NIGHT PEOPLE

Gregory Peck in Night People (1954)

NIGHT PEOPLE

(director/writer: Nunnally Johnson; screenwriters: story by Jed Harris &Tom Reed; cinematographer: Charles G. Clarke; editor: Dorothy Spencer; music: Cyril Mockridge; cast: Gregory Peck (Col. Steve Van Dyke ), Broderick Crawford (Charles Leatherby), Anita Bjork (‘Hoffy’ Hoffmeier), Rita Gam (Ricky Cates), Walter Abel (Maj. R.A. Foster, MD), Buddy Ebsen (Sgt. Eddie McColloch), Max Showalter (Frederick S. Hobart), Jill Esmond (Frau Schindler), Ted Avery (Cpl. John Leatherby), Peter van Eyck (Sergei ‘Petey’ Petrochine); Runtime: 93; MPAA Rating: NR; producer: Nunnally Johnson; Fox; 1954)

It’s a first-rate crafted commercial Cold War espionage tale.”

Reviewed by Dennis Schwartz

It’s a first-rate crafted commercial Cold War espionage tale. One that has a tricky plot. It might have been better served if filmed in black and white instead of a gaudy Technicolor. Nunnally Johnson(“The Woman in the Window”/”The Desert Fox”/”The Three faces of Eve”), former Herald Tribune writer, directs, produces and writes the screenplay for a story by Jed Harris &Tom Reed.

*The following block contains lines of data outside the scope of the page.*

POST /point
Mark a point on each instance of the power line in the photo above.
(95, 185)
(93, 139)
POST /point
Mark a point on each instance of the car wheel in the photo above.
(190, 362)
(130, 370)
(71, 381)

Gregory Peck is an American colonel in postwar Berlin on a government mission to bring back a U.S. corporal (Ted Avery) kidnapped by the Russian Communists. Things get tangled when the G.I.’s well-connected industrial magnate father, Broderick Crawford, demands his son’s release at any cost. The Russians demand in exchange that the Americans turn over an elderly German couple to the East Germans, who were anti-Nazi activists involved in the failed plot to assassinate Hitler. Things get further complicated when Peck learns one of his aides, Anita Bjork, is working with the Soviets.

The spy drama intriguingly mixes current Cold War scares with past Nazi ones.

Things look authentic since it’s filmed in bombed-out Berlin.

The lively thriller excites with its cloak-and-dagger plot twists and the menacing tone it sets during a tense time in world affairs.